3. Dalam Lingkungan Alam
a. Budi pekerti juga mencakup cara memperlakukan alam.
b. Tidak menebang pohon sembarangan atau membuang sampah di sungai.
c. Alam dihargai sebagai bagian dari jagad besar.
H. Laku Budi Pekerti dalam Kehidupan Sehari-Hari
1. Laku Tapa (Latihan Kesadaran)
a. Puasa, semedi, dan tirakat membantu menata batin.
b. Laku tapa membuat seseorang lebih peka terhadap dampak tindakannya.
c. Laku ini membangun kebiasaan introspeksi.
2. Laku Sabar dan Ikhlas
a. Dua laku ini menjadi fondasi ketenangan batin.
b. Sabar menunda reaksi; ikhlas melepaskan beban.

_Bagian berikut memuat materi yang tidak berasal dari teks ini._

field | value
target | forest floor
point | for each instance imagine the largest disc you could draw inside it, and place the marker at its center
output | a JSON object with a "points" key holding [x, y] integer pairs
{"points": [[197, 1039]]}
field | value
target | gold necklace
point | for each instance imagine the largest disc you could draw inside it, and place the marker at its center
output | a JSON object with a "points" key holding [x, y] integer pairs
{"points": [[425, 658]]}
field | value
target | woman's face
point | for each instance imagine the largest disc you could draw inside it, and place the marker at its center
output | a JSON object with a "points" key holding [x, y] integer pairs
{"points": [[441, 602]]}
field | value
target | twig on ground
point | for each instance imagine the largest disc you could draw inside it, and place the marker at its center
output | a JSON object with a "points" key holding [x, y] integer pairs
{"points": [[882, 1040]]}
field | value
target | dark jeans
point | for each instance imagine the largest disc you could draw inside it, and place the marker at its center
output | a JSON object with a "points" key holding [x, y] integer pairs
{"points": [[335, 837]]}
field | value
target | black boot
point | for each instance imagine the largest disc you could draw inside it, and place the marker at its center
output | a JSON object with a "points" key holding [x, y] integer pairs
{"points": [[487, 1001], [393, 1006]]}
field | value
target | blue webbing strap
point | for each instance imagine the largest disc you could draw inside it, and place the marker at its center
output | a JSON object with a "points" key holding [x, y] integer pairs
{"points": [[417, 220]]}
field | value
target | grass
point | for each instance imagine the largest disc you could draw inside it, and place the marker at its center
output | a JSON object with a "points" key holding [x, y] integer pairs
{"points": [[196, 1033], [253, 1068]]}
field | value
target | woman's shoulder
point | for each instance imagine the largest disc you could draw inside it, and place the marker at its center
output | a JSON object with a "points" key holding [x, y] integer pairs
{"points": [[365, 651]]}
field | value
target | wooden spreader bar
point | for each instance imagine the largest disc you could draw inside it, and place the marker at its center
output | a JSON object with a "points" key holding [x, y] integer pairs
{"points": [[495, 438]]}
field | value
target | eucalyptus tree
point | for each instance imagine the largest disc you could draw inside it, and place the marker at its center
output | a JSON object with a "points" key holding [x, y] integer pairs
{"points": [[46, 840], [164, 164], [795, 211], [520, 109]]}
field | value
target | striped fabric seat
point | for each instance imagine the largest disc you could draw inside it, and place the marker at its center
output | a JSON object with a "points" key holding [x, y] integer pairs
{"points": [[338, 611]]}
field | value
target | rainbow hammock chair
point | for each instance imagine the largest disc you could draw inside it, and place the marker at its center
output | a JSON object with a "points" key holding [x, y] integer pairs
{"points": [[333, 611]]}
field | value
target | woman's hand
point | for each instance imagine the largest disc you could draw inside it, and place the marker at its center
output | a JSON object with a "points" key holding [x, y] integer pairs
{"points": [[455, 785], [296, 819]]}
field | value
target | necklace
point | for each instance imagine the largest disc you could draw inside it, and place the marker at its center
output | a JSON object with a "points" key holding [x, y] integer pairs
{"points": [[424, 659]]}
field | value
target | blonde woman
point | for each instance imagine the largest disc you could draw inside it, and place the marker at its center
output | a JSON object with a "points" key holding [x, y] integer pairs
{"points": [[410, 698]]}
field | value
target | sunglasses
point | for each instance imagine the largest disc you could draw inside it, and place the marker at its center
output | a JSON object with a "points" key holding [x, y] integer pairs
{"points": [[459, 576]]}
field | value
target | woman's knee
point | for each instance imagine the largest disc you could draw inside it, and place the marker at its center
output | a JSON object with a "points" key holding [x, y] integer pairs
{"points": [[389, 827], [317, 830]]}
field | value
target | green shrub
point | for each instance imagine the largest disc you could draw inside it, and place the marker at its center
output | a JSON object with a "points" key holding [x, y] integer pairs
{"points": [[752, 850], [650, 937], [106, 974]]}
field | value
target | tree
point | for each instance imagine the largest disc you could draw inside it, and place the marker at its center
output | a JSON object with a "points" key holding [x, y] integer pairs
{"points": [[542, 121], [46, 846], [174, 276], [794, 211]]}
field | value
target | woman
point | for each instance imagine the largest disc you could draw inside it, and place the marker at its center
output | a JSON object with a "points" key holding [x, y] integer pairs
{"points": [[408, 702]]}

c. Kedua laku ini melahirkan kebijaksanaan.
3. Laku Rukun dan Srawung
a. Menjaga hubungan baik dengan tetangga adalah bagian dari budi pekerti.
b. Srawung menumbuhkan solidaritas dan saling pengertian.
c. Primbon menegaskan bahwa manusia hanyalah manusia melalui sesamanya.
I. Landasan Literatur
1. Sumber Primer
a. Primbon Betaljemur Adammakna
b. Serat Wulang Reh
c. Serat Centhini
d. Sastra Miruda
2. Sumber Sekunder
a. Simuh – Mistik Islam Kejawen
b. Koentjaraningrat – Kebudayaan Jawa
c. Geertz – The Religion of Java
d. Woodward – Java, Islam and the Mystic Tradition
——————
J. Kesimpulan
1. Primbon adalah pedoman budi pekerti yang mengajarkan manusia menjadi pribadi yang halus, rukun, dan berwibawa.
2. Budi pekerti dalam primbon menggabungkan etika sosial, disiplin batin, dan kebijaksanaan hidup.
3. Nilai-nilai ini tetap relevan dalam kehidupan modern untuk merawat harmoni dan keselamatan.